Dessen Lichtgebung und delikate Naturverbundenheit waren deutlich von „Sunrise“ inspiriert. Die beiden Regisseure hatten sich während ihrer gemeinsamen Zeit bei der Fox noch kennengelernt, und so führte Ford mit „How Green was my Valley“ gewissermaßen die Murnau-Tradition des Studios fort.

Exilkino in Europa

Ein Programm wie „The Weimar Touch“, das das sensible Thema des Exilkinos mehr als nur streift, ist anfällig für ungebührliche Verklärungen. Max Ophüls selbst schrieb in seinen Memoiren über seine Flucht nach Paris, dass „die Emigration keine Härte, sondern eine Reise“ gewesen sei. Die Geschichte des deutschen Exilkinos ist mit unvorstellbaren menschlichen Tragödien verbunden. Kurt Gerron steht nur stellvertretend für viele andere wie Hans Behrendt, Rudolf Bamberger, Fritz Grünbaum oder Max Ehrlich, die gegen Kriegsende in den Konzentrationslagern umgebracht wurden.

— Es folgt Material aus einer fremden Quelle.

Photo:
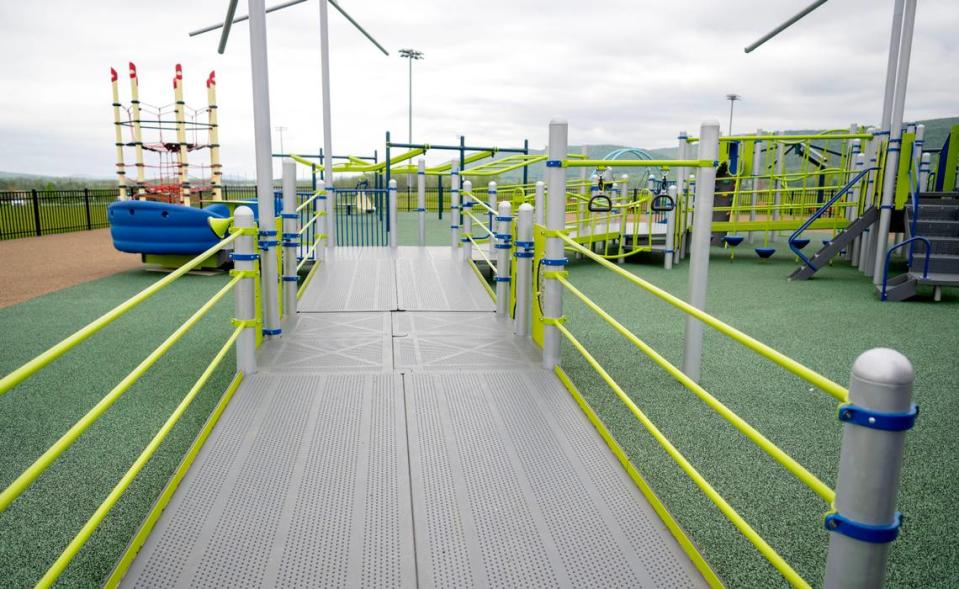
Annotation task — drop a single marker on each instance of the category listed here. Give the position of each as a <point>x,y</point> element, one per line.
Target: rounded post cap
<point>883,365</point>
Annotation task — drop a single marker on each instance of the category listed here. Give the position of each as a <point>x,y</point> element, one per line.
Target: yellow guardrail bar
<point>791,576</point>
<point>22,482</point>
<point>799,471</point>
<point>33,366</point>
<point>50,577</point>
<point>828,386</point>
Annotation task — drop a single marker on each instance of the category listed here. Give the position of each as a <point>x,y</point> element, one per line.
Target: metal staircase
<point>836,245</point>
<point>935,226</point>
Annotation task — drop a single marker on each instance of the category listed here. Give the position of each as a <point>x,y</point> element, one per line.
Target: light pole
<point>732,98</point>
<point>411,55</point>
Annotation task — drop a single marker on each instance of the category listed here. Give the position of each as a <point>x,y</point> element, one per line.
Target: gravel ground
<point>34,266</point>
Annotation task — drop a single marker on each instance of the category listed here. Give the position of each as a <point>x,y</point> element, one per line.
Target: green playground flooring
<point>824,323</point>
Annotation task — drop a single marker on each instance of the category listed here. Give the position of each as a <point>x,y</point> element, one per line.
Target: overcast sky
<point>623,72</point>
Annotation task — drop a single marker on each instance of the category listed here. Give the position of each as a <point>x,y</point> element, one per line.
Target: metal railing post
<point>421,199</point>
<point>699,248</point>
<point>504,243</point>
<point>391,196</point>
<point>454,207</point>
<point>876,419</point>
<point>290,242</point>
<point>555,221</point>
<point>467,221</point>
<point>244,260</point>
<point>670,231</point>
<point>524,269</point>
<point>491,200</point>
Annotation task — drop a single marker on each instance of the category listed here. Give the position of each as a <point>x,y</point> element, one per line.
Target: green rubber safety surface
<point>824,323</point>
<point>41,522</point>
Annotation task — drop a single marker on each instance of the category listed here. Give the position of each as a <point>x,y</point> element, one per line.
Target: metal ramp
<point>396,448</point>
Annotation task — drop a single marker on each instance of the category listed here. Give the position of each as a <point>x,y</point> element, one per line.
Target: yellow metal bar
<point>26,479</point>
<point>753,344</point>
<point>791,576</point>
<point>799,471</point>
<point>667,518</point>
<point>482,280</point>
<point>144,532</point>
<point>638,163</point>
<point>309,277</point>
<point>30,368</point>
<point>55,570</point>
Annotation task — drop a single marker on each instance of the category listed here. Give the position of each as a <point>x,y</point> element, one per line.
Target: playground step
<point>939,263</point>
<point>937,227</point>
<point>839,243</point>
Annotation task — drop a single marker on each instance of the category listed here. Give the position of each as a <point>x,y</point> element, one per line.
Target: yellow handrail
<point>791,576</point>
<point>828,386</point>
<point>776,453</point>
<point>57,568</point>
<point>30,368</point>
<point>22,482</point>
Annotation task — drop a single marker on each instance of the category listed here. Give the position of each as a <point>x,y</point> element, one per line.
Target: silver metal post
<point>524,269</point>
<point>327,127</point>
<point>290,243</point>
<point>504,239</point>
<point>421,199</point>
<point>699,248</point>
<point>244,256</point>
<point>895,141</point>
<point>391,196</point>
<point>555,221</point>
<point>870,461</point>
<point>467,221</point>
<point>264,167</point>
<point>454,207</point>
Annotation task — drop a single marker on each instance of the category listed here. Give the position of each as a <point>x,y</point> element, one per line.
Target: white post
<point>524,269</point>
<point>699,248</point>
<point>421,199</point>
<point>391,196</point>
<point>895,141</point>
<point>539,203</point>
<point>244,256</point>
<point>264,168</point>
<point>555,221</point>
<point>454,207</point>
<point>623,218</point>
<point>290,242</point>
<point>683,190</point>
<point>492,202</point>
<point>670,231</point>
<point>875,422</point>
<point>755,185</point>
<point>467,221</point>
<point>504,239</point>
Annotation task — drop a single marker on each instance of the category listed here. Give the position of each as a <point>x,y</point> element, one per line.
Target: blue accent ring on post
<point>836,522</point>
<point>890,422</point>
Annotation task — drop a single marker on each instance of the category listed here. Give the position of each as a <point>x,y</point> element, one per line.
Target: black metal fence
<point>27,213</point>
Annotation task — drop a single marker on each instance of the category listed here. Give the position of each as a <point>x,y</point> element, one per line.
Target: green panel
<point>902,176</point>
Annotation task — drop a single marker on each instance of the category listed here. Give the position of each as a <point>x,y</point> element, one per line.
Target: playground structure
<point>173,132</point>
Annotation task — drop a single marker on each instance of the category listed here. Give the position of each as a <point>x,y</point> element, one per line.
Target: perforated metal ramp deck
<point>380,449</point>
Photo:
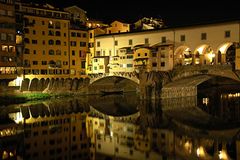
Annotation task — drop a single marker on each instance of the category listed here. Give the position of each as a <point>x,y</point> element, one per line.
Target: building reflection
<point>159,129</point>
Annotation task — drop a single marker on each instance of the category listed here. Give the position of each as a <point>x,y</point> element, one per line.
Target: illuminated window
<point>35,62</point>
<point>154,64</point>
<point>58,33</point>
<point>51,52</point>
<point>58,42</point>
<point>58,52</point>
<point>130,42</point>
<point>83,44</point>
<point>34,41</point>
<point>44,62</point>
<point>11,48</point>
<point>4,48</point>
<point>98,44</point>
<point>57,25</point>
<point>73,53</point>
<point>203,36</point>
<point>164,39</point>
<point>3,36</point>
<point>227,34</point>
<point>182,38</point>
<point>50,42</point>
<point>146,40</point>
<point>116,43</point>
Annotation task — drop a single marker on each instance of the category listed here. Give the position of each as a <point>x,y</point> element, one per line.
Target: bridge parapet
<point>218,70</point>
<point>128,75</point>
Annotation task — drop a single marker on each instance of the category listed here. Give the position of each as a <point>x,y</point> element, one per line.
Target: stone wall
<point>55,85</point>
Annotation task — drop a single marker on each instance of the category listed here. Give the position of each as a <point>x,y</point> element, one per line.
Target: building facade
<point>214,43</point>
<point>55,44</point>
<point>8,58</point>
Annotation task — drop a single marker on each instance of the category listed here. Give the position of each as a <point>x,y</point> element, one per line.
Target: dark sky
<point>173,12</point>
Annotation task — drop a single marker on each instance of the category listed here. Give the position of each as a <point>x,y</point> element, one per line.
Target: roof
<point>200,24</point>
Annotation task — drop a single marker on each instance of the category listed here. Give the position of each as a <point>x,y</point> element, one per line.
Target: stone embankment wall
<point>56,85</point>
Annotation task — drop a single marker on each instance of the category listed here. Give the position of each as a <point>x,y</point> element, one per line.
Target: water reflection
<point>123,127</point>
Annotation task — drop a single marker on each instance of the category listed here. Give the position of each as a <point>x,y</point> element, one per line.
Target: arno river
<point>123,127</point>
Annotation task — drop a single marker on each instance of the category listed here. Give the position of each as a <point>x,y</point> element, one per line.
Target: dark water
<point>123,127</point>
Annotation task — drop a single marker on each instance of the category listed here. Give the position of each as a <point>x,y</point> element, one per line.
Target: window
<point>154,54</point>
<point>116,43</point>
<point>58,52</point>
<point>227,34</point>
<point>146,40</point>
<point>164,39</point>
<point>50,42</point>
<point>73,43</point>
<point>34,41</point>
<point>3,36</point>
<point>58,42</point>
<point>51,33</point>
<point>154,64</point>
<point>83,63</point>
<point>73,53</point>
<point>203,36</point>
<point>83,44</point>
<point>51,52</point>
<point>129,65</point>
<point>73,34</point>
<point>35,62</point>
<point>58,33</point>
<point>182,38</point>
<point>98,44</point>
<point>130,42</point>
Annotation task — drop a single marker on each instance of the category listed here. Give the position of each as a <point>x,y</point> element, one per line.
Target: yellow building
<point>89,56</point>
<point>8,58</point>
<point>123,62</point>
<point>118,27</point>
<point>78,52</point>
<point>46,52</point>
<point>55,44</point>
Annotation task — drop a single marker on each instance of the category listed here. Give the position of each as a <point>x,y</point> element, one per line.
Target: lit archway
<point>226,53</point>
<point>204,55</point>
<point>183,56</point>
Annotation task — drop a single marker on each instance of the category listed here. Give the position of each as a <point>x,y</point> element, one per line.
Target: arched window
<point>58,52</point>
<point>58,33</point>
<point>58,42</point>
<point>51,52</point>
<point>57,25</point>
<point>50,42</point>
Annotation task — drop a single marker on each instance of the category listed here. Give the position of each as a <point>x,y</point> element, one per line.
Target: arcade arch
<point>183,56</point>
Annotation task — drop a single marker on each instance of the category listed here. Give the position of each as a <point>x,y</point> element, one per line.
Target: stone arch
<point>183,56</point>
<point>226,53</point>
<point>204,54</point>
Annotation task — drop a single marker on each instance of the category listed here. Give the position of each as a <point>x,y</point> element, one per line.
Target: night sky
<point>173,12</point>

In den Niederlanden wurde Gerron zunächst jedoch – bis zur deutschen Besetzung 1940 – zu einer Schlüsselfigur der einheimischen Filmproduktion. Sein launiger Krimi „Het mysterie van de Mondscheinsonate („Das Geheimnis der Mondscheinsonate“, 1935) ist im Programm als eines von zwei Beispielen für die kurze Blütezeit des niederländischen Films vertreten. (Der andere ist Max Ophüls scharfzüngige Finanzsatire „Komedie op het Geld“, die 1936 als „Krönung der niederländischen Filmindustrie“ angekündigt wurde).

Die Niederlande waren als Anrainerstaat von der jüdischen Auswanderungswelle besonders betroffen. Gleichzeitig entwickelte sich ab 1934 mit Unterstützung der Exilanten aber eine florierende Filmwirtschaft. Von den 31 Filmen, die hier bis 1940 entstanden, zählt der Filmhistoriker Jan Christoph Horak 23 zum Exilkino.

Ein anderes seltenes Beispiel für das europäische Exilkino jener Jahre ist der portugiesische Torero-Western „Gado Bravo“ (1934) mit Olly Gebauer und dem Komiker Siegfried Arno. Portugal war aufgrund seiner Entfernung zu Deutschland zunächst beliebter Fluchtpunkt innerhalb Europas. Auch hier hatten die jüdischen Exilanten maßgeblichen Anteil am Aufschwung der Filmindustrie. „Gado Bravo“ war seinerzeit ein Meilenstein nicht nur des Exilkinos, rückblickend gilt er gar als Geburtsstunde des portugiesischen Tonfilms.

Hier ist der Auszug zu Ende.